COOL is an online cohort analytical processing system that supports various types of data analytics, including cube query, iceberg query and cohort query. The objective of COOL is to provide high performance (near real-time) analytical response for emerging data warehouse domain.
Simply run mvn package
Required sources:
- dataset: a csv file with "," delimiter (normally dumped from a database table)
- dimension file: a csv file with "," delimiter. Each line of this file has two fields: the first field is the name of a column in the dataset, and the second field is a value of this column. Each distinct value of each column in the dataset shall appear in this dimension file once.
- schema file: a json file describing the schema of the dataset.
- cube schema: a json file specifying the dimension and measure fileds (Optional).
- query file: a yaml file specify the parameters for running query server. Currently, it is only required to specify the location of runtime directory (detailed in Step 2).

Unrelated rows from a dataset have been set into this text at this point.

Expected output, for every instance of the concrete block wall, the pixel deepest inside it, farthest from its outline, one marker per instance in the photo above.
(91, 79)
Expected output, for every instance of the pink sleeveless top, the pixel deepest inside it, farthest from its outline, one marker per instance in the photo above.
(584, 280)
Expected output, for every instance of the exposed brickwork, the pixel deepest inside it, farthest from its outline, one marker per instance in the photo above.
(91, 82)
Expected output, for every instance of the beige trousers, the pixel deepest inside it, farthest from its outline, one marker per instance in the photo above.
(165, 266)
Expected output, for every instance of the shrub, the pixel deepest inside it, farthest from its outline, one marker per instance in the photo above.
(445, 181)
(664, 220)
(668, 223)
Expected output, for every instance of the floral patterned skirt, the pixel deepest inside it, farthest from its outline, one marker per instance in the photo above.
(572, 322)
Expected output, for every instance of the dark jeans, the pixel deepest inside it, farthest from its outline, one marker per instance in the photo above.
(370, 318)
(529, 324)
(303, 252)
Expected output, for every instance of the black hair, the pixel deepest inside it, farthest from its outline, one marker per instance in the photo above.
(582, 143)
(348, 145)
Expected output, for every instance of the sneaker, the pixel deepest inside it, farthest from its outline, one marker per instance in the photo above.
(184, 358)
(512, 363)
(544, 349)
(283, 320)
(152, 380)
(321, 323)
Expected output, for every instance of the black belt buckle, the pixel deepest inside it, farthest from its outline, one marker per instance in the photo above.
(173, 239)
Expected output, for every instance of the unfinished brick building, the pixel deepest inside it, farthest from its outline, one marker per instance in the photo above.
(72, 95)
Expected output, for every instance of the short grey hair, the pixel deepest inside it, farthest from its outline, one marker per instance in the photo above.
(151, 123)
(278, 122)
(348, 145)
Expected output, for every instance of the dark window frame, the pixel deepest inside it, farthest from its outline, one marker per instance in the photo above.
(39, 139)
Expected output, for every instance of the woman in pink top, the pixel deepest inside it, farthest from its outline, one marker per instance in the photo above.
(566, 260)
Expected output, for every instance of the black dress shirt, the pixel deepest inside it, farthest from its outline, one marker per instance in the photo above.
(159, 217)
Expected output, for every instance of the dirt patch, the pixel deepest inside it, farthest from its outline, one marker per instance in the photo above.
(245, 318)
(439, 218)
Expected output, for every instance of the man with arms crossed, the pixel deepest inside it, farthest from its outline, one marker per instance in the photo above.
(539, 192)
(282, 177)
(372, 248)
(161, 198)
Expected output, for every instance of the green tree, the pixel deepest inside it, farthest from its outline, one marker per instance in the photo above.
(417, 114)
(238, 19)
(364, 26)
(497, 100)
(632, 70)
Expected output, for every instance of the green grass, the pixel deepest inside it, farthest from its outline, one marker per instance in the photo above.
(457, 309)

We have provided an example for each of the three yaml documents in sogamo directory.
Before query processing, we need to compact the dataset with the following command:
java -jar cohana-loader.jar /path/to/table.yaml /path/to/dimension.csv /path/to/dataset.csv /path/to/output/directory 65536
where the five arguments are as follows:
- the table.yaml (the third required source)
- the dimension file (the second required source)
- the dataset file (the first required source)
- the output directory for the compacted dataset
- the chunk size
We have given an example for cohort query processing in CohortLoader.java.